Orrin Heatlie, a retired Yolo County sheriff’s sergeant who was the official proponent of the effort to recall Newsom, blamed the election loss on a combination of factors. Elder, he said, did some “really stupid things” during his campaign that allowed Newsom to cast him as a right-wing extremist.
Heatlie also said voter apathy, driven in part by Trump and others attacking the nation’s elections systems as rigged and brimming with fraud, also undercut the recall effort.
“I think a lot of those people just tossed their hands up and said, ‘You know, it’s not worth my time,’” Heatlie said. “Voting is an American right and it’s a patriotic duty.”
Despite easily beating the recall attempt, Newsom recently talked about how difficult the whole ordeal was for him and his family, especially when it coincided with the burdens of the pandemic that all California families were facing.
“It’s hard. I mean, it’s hard to wake up to bullhorns. It’s hard to have the ubiquity and the surround sound of protesters,” Newsom said at the Milken Institute’s 24th Global Conference in Los Angeles on Wednesday.
Newsom said it was disturbing for his three children, all 12 years old or under, to see “billboards everywhere with your face as Hitler” and be told by friends at school that their dads hated the governor.
Even so, the governor acknowledged during the event that his own “personal stupidity” helped provide the political fuel to ignite the recall effort — a comment likely referring to his decision to attend a lobbyist’s birthday party at the upscale French Laundry restaurant in the Napa Valley last November, at times unmasked in photos that later surfaced after he had pleaded with Californians to avoid similar gatherings.
“No one’s beating themselves up more than I did for that.
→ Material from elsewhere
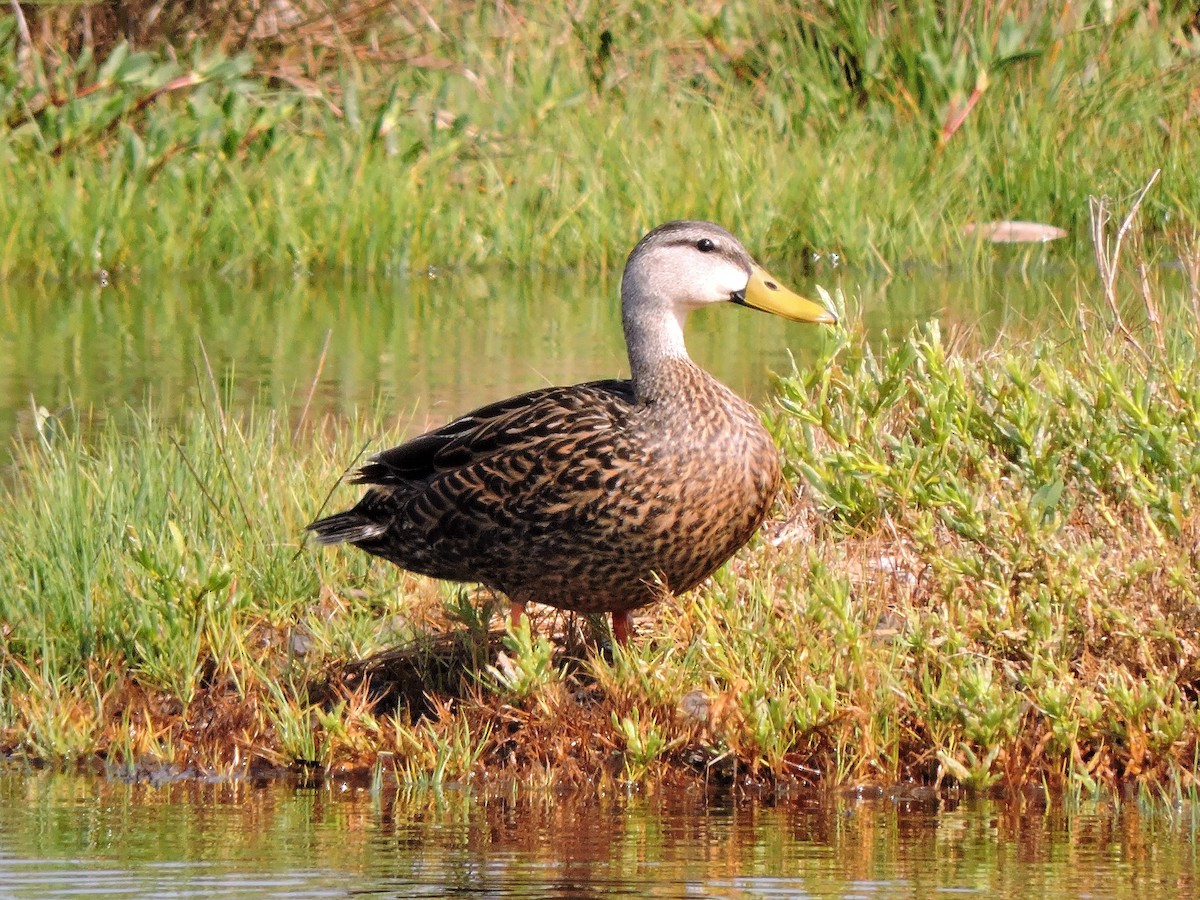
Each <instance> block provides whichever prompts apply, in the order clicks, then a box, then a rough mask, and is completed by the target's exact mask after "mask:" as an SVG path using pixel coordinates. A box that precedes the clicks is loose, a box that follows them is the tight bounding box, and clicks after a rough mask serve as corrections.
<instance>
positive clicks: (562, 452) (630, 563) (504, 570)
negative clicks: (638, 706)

Dumb, dumb, dumb,” Newsom said on Wednesday. “But it’s become something so much more, and that’s the nature of our politics. We don’t like to dislike, we love to hate.”
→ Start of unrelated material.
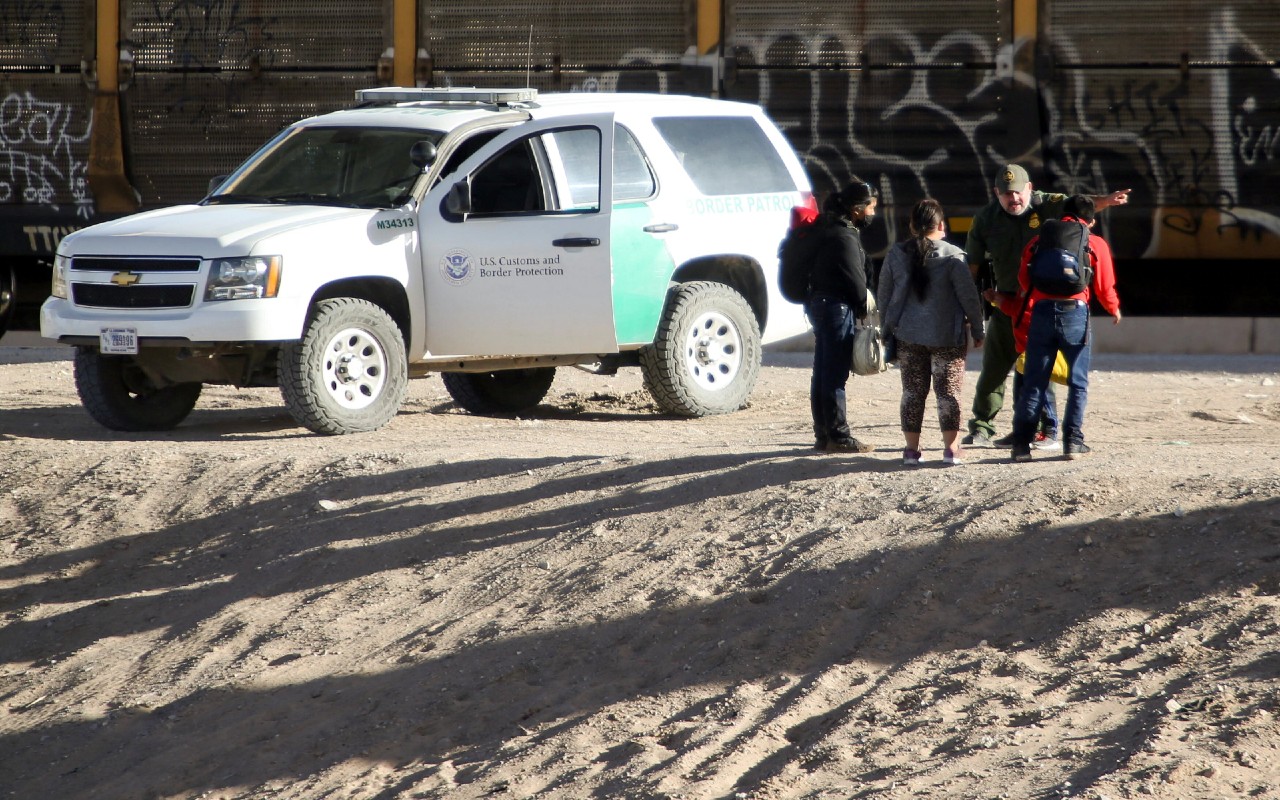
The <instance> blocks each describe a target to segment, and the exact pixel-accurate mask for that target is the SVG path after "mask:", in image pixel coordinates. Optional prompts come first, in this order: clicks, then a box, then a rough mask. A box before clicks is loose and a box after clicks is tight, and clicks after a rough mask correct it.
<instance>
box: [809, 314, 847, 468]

The governor’s most impressive feat in beating the recall may have been in maximizing support among his political base. Compared to the 2018 gubernatorial election, Newsom increased his margin of support in several large Bay Area counties. He also made smaller but noticeable gains in Orange and San Diego counties, partly reflecting the Republican Party’s continued weakening in those areas.
Final results show 58.4% of California voters cast ballots in the recall election, down slightly from the 2018 race but still the third-highest percentage in a nonpresidential statewide election since 1994. That participation level may be due, in part, to the decision by Newsom and legislative Democrats to mail a ballot to each of California’s 22 million registered and active voters — a repeat of the state’s extraordinary effort in 2020 and prompted by concerns over possible COVID-19 exposure at in-person voting locations.
Other changes made to the recall process were more controversial. None were more intensely debated than selecting a date for the special statewide election, a process that the California Constitution left to Lt. Gov. Eleni Kounalakis. But the range of options she had was influenced by a state budget-related bill Democrats adopted and Newsom signed, one that sped up the analysis of the recall election’s cost by up to one month — and giving Newsom supporters a chance to get ballots in the hands of voters by late August.
If anything, Newsom’s success in the recall may have made his potential rivals in the 2022 governor’s race think twice about running. A UC Berkeley/Times poll last month found the governor would, at that point, beat any of the well-known Republicans who ran in the special election. Newsom also enters the race with a sizable campaign war chest and no known opposition from inside the ranks of the Democratic Party.